Once again I got instinct to find appropriate literature, which
describes properly contemporary bureaucratic nonsense and doublespeak.
But I will resist this time.

FDC was the product of long-term struggle between chapters on one side
and Board, ED and staff on the other one. That will be always the case
until we get the unified global body, which democratically represents
all of the stakeholders.

Thus, not the senate, but assembly is the right form of our
organization: assembly which would select *paid* Board members.
Besides the load, I want Board members to be accountable to
Wikimedians, not to the for-profit or non-profit entities which give
them money.

Yes, it's scary to be accountable to people you lead. I completely
understand that.

The costs of having 100 people assembly won't be significant at all.
First of all, the most of the people in such large body would be
anyways mostly consisted of those going to Wikimedia Conference and
Wikimania.

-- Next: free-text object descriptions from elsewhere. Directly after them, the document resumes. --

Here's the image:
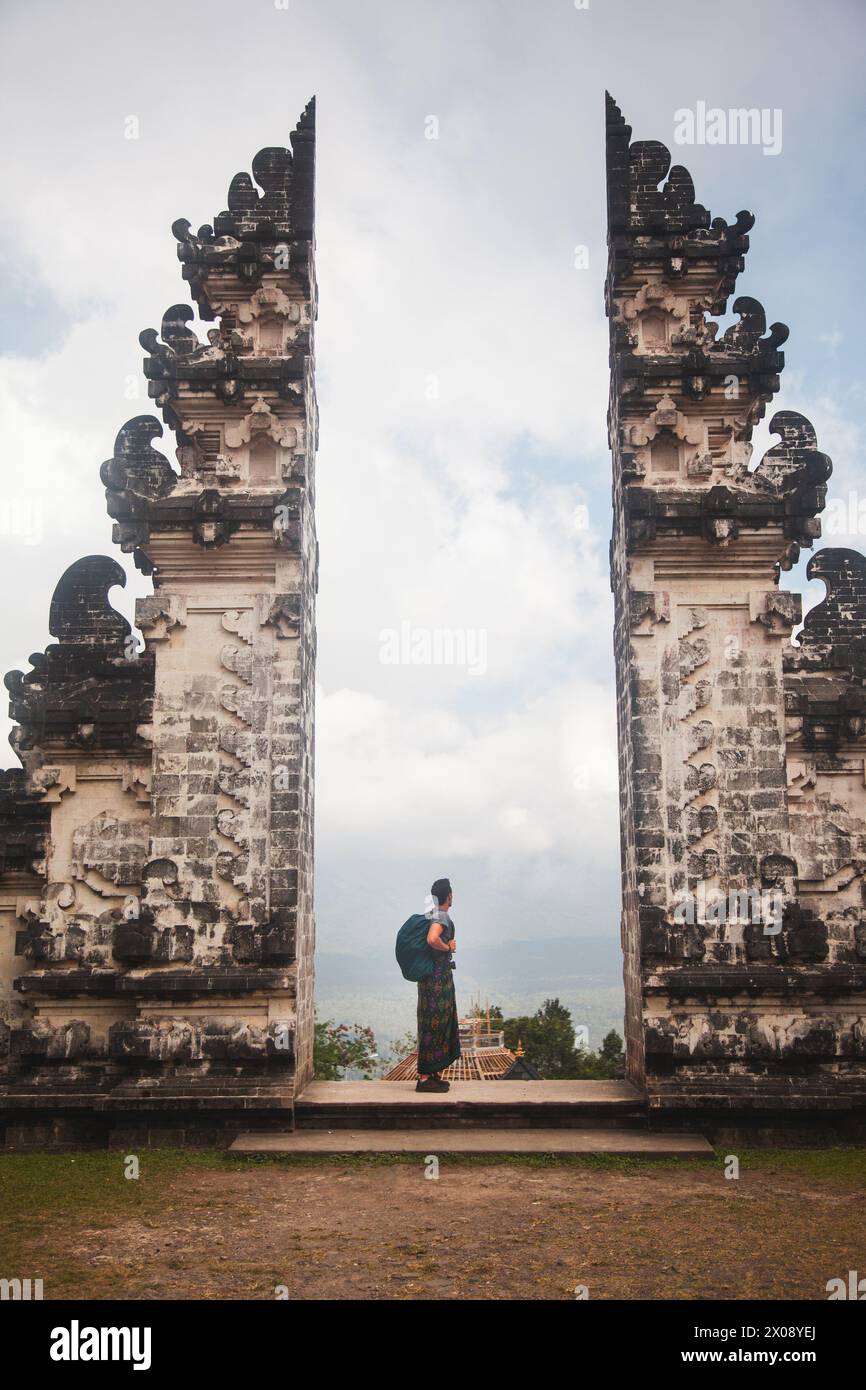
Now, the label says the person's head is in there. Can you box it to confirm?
[431,877,453,912]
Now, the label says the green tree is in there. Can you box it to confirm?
[570,1046,612,1079]
[313,1016,379,1080]
[502,1003,625,1080]
[502,998,581,1078]
[600,1030,625,1071]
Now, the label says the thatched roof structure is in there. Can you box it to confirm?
[383,1043,517,1082]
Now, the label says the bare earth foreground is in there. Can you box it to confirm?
[0,1150,863,1301]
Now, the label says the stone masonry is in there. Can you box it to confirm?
[607,94,866,1136]
[0,101,318,1148]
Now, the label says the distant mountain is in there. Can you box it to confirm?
[316,933,621,990]
[454,934,623,991]
[314,934,624,1054]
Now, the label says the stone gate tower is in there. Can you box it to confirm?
[0,101,318,1147]
[607,95,866,1136]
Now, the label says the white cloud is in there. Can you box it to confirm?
[317,675,618,861]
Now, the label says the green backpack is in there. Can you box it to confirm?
[395,913,435,982]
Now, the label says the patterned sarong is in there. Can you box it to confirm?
[417,955,461,1075]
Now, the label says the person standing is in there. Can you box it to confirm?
[415,877,461,1093]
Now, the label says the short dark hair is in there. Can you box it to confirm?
[431,878,452,906]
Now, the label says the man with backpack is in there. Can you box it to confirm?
[395,878,460,1093]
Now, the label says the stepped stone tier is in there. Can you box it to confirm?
[606,93,866,1135]
[0,101,318,1148]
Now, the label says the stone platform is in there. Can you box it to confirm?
[293,1079,647,1130]
[229,1126,713,1158]
[228,1078,715,1156]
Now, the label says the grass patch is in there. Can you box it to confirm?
[0,1148,232,1222]
[1,1142,865,1207]
[727,1146,866,1183]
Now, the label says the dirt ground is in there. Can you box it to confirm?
[1,1151,863,1300]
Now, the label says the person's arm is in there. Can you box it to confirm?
[426,921,452,952]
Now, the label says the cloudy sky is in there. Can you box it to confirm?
[0,0,864,954]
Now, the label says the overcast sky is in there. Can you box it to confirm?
[0,0,864,952]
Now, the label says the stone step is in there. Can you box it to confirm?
[293,1079,650,1130]
[229,1127,714,1158]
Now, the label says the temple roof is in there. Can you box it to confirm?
[383,1045,519,1082]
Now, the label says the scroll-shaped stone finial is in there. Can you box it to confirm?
[139,305,200,364]
[799,548,866,654]
[215,98,315,235]
[719,297,789,354]
[100,416,176,513]
[605,94,754,307]
[47,555,130,649]
[755,412,832,497]
[628,140,707,228]
[5,555,153,757]
[5,554,131,703]
[228,147,293,217]
[169,100,316,317]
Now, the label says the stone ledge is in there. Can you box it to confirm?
[643,966,866,995]
[14,968,295,997]
[229,1127,713,1159]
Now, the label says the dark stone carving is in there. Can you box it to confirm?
[172,98,316,316]
[106,1016,291,1064]
[640,905,705,962]
[792,548,866,669]
[0,769,49,875]
[112,917,156,963]
[230,909,296,965]
[100,416,176,509]
[785,549,866,751]
[605,92,753,312]
[5,556,154,753]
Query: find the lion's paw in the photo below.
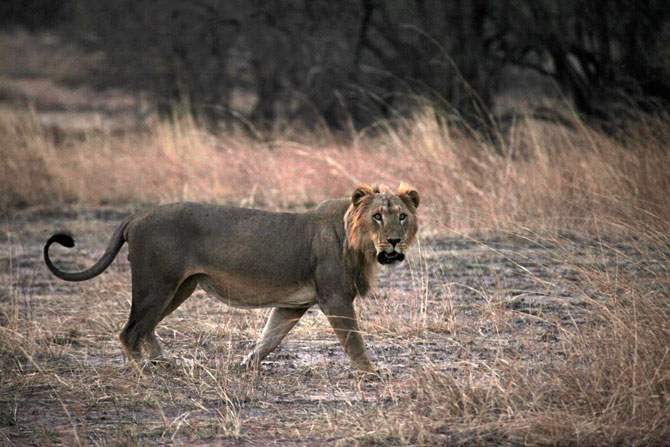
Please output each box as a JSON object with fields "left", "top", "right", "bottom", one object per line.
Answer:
{"left": 351, "top": 366, "right": 391, "bottom": 382}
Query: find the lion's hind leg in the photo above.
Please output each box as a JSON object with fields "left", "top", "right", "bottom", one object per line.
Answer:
{"left": 120, "top": 276, "right": 187, "bottom": 362}
{"left": 158, "top": 277, "right": 198, "bottom": 323}
{"left": 144, "top": 277, "right": 198, "bottom": 359}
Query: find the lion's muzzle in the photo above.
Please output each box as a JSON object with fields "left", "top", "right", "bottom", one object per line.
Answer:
{"left": 376, "top": 237, "right": 407, "bottom": 264}
{"left": 376, "top": 250, "right": 405, "bottom": 265}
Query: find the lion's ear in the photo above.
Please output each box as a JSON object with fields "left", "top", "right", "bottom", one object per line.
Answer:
{"left": 398, "top": 185, "right": 420, "bottom": 209}
{"left": 351, "top": 184, "right": 375, "bottom": 206}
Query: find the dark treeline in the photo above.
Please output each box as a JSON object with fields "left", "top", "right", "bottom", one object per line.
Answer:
{"left": 4, "top": 0, "right": 670, "bottom": 130}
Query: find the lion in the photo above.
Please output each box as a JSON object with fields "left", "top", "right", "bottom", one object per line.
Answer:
{"left": 43, "top": 184, "right": 420, "bottom": 374}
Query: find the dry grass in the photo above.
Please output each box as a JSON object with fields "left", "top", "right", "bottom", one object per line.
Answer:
{"left": 356, "top": 230, "right": 670, "bottom": 446}
{"left": 2, "top": 103, "right": 668, "bottom": 233}
{"left": 1, "top": 102, "right": 669, "bottom": 445}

If you really care about money, scale the initial body to
40-50 and ask all chapters that sending three or more people to those
conferences to contribute expenses for one to such body. If you put
that way, the costs could rise up to ~5%, if they raise at all.

So, please, reconsider your ideas on the line: from speaking about bad
bureaucracy, while in fact increasing inefficient one -- to thinking
about efficient, democratically accountable bureaucracy, with
everybody content by its construction.

It appears in my vision that "more oversight" will practically mean
creation of "Community Oversight Committee", which would be used as
one more excuse, while their members would be politely intimidated not
to talk anything "too hard" to the others, under the excuses of
loyalty to anybody else than the movement itself.

Said everything above, I have to express that I am pissed off by the
fact that the Board members are constructive as long as they are under
high level of pressure. Whenever you feel a bit more empowered, I hear
just the excuses I've been listening for a decade.

Please, let us know how do you want to talk with us in the way that we
see that the communication is constructive.